Additional Parliamentary Under-Secretary posts were added in 1940 and 1951 and a Minister of State post was established in 1951. In 1969-70 one of the Under-Secretary posts was replaced by an additional Minister of State. From 1974 to 1979 there were two Ministers of State and three Under-Secretaries, reverting to one Minister of State in 1979.

== Management ==

When the political office of Secretary for Scotland was established in 1885, a permanent under-secretaryship was created, to be occupied by a civil servant. The first office-holder was Francis Sandford, who had previously been secretary to the Scotch Education Department. When the political office became the Secretary of State for Scotland in 1926, the permanent secretary also became formally styled Permanent Under-Secretary of State for Scotland. This position was equivalent to Grade 1 in the Civil Service grading structure introduced in 1971.

The several separate Scottish departments which fell under remit of the Scottish Office were each headed by a Secretary (equivalent to Grade 2 in the 1971 structure) who was responsible directly to the Secretary of State, but would meet with the Permanent Under-Secretary of State at the Scottish Office regularly.

In addition, another Grade-2 office – Deputy Secretary (Central Services) – ranked equally with the Secretaries of each of the Departments, and formed part of the Scottish Office's management group (along with the Secretaries and Permanent Under-Secretary). The office-holder was responsible for matters of devolution, as well as the financial management of the Office and local authority finance. The office was established in response to the devolution policies of the Labour Government of 1974–79; "it became imperative to create devolution units at high level but separate from the departments". The office was abolished in 1991. Responsibility for local government finance was then transferred to the Environment Department (formerly the Development Department), while management responsibilities were vested in Gerry Wilson, secretary of the Education Department; this latter arrangement was not intended to be permanent, but reflected the "relative workload" of the different Grade 2 officials.

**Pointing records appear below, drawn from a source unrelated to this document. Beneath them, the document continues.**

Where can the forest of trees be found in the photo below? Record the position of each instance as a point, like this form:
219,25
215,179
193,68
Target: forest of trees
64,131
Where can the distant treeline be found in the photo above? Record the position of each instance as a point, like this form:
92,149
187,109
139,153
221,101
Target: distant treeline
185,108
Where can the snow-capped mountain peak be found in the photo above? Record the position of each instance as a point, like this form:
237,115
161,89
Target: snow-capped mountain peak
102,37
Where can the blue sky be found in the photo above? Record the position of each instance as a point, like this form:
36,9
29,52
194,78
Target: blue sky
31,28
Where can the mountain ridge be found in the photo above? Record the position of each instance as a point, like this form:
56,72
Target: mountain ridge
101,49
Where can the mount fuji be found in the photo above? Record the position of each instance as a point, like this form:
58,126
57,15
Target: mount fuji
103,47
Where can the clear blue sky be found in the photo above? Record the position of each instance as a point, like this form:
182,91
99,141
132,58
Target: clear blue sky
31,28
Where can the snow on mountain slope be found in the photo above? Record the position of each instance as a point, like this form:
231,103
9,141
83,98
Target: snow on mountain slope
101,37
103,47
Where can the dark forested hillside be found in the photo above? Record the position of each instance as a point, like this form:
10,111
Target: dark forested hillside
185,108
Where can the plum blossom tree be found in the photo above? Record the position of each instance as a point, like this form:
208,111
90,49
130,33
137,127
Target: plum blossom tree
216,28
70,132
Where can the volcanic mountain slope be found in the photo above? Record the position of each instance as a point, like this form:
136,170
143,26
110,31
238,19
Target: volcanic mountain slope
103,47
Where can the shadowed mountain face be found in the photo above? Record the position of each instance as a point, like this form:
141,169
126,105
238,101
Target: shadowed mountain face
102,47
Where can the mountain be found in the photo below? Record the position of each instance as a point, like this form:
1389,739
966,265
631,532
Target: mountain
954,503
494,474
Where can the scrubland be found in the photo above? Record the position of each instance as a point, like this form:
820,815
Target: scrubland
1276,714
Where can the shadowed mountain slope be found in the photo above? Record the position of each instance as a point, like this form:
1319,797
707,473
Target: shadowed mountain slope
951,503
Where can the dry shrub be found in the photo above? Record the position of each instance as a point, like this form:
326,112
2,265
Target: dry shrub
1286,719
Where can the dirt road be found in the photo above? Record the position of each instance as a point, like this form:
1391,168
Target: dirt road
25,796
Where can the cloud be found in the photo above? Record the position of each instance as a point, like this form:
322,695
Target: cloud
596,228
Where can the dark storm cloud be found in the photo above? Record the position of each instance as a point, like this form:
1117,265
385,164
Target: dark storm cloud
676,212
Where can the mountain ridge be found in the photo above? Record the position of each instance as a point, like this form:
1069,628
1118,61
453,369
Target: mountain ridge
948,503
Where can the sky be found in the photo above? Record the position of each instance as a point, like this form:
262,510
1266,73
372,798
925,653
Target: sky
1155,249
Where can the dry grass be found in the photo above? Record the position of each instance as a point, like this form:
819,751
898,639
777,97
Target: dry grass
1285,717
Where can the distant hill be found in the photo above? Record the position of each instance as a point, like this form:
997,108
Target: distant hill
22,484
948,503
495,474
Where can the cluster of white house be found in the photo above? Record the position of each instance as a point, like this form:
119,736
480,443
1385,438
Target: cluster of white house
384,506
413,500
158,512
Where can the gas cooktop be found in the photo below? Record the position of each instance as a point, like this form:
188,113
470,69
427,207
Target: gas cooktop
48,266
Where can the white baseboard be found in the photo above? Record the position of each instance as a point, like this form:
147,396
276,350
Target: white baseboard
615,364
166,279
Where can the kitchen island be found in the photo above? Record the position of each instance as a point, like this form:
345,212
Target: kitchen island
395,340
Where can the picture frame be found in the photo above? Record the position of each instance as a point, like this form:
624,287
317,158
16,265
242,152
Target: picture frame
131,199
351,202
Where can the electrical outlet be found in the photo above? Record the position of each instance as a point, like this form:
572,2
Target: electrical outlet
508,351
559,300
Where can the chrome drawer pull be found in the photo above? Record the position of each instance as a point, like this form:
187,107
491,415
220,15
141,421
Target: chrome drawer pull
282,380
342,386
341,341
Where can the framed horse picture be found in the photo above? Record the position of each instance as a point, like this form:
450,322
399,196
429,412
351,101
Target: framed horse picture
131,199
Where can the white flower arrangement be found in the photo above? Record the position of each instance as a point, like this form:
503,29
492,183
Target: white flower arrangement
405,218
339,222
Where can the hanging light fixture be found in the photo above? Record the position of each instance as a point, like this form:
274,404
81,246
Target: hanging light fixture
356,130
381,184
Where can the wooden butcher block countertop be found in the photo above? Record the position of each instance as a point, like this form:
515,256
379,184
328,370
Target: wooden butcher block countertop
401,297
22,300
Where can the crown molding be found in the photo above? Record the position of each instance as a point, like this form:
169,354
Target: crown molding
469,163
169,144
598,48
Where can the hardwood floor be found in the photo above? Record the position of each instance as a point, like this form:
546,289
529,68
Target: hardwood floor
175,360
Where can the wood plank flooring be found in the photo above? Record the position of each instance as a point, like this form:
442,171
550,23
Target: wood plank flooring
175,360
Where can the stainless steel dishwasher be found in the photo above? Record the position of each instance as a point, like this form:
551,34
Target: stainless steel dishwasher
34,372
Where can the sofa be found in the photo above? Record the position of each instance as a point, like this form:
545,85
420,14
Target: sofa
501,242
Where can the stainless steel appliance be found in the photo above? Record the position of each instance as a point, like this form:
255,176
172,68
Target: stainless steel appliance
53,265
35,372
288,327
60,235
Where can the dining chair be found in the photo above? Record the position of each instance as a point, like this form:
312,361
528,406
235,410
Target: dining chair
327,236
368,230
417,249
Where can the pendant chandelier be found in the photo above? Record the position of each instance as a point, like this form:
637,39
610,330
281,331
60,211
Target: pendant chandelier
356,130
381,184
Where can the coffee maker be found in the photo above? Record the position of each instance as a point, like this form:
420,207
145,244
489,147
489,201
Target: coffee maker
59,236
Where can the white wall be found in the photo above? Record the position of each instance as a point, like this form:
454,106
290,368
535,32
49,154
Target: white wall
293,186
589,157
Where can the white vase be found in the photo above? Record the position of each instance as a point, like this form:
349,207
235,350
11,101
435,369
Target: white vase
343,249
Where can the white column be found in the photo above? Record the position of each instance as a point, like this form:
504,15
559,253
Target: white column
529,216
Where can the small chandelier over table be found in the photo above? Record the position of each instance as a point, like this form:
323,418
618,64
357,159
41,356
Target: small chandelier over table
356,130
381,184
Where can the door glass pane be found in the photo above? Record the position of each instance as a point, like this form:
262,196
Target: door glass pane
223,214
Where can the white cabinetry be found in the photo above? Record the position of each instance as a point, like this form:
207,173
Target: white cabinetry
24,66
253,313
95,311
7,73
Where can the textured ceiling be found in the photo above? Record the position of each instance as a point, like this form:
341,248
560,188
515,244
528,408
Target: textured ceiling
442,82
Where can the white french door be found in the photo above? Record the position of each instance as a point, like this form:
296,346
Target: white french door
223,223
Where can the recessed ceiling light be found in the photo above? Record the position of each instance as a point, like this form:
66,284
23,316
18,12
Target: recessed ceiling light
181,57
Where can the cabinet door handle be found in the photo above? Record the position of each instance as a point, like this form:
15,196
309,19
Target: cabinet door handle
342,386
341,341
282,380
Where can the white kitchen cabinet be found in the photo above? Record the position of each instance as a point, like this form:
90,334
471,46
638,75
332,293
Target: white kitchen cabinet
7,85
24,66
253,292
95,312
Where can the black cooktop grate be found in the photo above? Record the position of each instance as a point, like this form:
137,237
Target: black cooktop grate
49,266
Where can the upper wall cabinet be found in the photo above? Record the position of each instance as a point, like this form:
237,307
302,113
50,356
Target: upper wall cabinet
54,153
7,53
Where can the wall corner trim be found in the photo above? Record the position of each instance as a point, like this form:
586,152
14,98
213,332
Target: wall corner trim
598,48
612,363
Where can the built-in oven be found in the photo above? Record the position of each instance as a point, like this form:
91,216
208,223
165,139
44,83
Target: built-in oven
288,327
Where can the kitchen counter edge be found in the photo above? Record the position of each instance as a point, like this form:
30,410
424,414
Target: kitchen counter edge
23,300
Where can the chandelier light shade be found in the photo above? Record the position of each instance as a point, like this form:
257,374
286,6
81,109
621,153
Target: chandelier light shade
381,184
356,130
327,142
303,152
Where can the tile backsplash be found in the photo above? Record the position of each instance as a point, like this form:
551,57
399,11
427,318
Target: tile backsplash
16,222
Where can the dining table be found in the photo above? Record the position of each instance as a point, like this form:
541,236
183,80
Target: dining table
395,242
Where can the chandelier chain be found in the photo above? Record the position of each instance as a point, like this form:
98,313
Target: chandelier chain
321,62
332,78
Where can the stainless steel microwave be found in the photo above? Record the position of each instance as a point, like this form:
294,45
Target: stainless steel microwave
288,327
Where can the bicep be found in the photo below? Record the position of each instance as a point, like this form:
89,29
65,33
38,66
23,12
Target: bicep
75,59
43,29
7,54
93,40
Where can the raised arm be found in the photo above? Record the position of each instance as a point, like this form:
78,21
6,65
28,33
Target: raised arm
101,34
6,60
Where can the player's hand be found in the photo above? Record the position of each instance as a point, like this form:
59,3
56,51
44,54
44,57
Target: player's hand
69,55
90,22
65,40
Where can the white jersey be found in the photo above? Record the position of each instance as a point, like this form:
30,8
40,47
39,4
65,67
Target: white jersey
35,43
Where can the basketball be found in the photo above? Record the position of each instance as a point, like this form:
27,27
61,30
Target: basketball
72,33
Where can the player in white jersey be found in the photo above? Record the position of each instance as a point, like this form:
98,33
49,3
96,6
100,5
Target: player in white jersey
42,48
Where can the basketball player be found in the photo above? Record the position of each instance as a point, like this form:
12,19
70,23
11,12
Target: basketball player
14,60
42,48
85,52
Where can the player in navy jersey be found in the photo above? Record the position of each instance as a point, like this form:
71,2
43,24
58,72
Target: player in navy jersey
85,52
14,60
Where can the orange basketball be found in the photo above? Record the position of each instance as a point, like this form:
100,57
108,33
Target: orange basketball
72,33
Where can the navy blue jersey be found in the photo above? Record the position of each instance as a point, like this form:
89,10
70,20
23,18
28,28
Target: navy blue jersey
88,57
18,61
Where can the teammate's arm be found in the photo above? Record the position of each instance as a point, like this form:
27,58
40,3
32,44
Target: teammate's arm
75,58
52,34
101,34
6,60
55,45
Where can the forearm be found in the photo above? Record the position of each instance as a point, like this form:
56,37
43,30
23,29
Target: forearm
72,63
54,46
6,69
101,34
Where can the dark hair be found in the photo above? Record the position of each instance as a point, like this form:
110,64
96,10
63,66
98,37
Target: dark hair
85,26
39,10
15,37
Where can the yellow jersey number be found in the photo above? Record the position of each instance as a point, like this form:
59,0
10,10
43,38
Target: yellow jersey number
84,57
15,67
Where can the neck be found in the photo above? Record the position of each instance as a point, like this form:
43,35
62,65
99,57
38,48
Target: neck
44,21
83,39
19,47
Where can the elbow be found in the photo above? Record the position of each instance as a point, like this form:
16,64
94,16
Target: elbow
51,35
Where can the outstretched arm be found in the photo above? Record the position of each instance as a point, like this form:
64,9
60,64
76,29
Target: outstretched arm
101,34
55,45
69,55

==Scottish government bodies==
- Board of Agriculture for Scotland
  - abolished and recreated as Department of Agriculture for Scotland in 1928.
  - merged with Scottish Office to form Scottish Home Department in 1939.
- Fishery Board for Scotland
  - merged with Scottish Office to form Scottish Home Department in 1939.
- Scottish Board of Health
  - abolished and recreated as Department of Health for Scotland in 1928.
- Scotch Education Department, created in 1839 but only became active in 1872
  - renamed Scottish Education Department in 1918.
  - renamed Scottish Office Education Department in 1991.
  - renamed Scottish Office Education and Industry Department in 1995.
- Scottish Home Department
  - created from the Prison Department, Agriculture Department & the Fishery Board for Scotland in 1939.
- Prison Commission, created in 1877.
  - abolished and recreated as Prison Department in 1928.
  - merged with Scottish Office to form Scottish Home Department in 1939.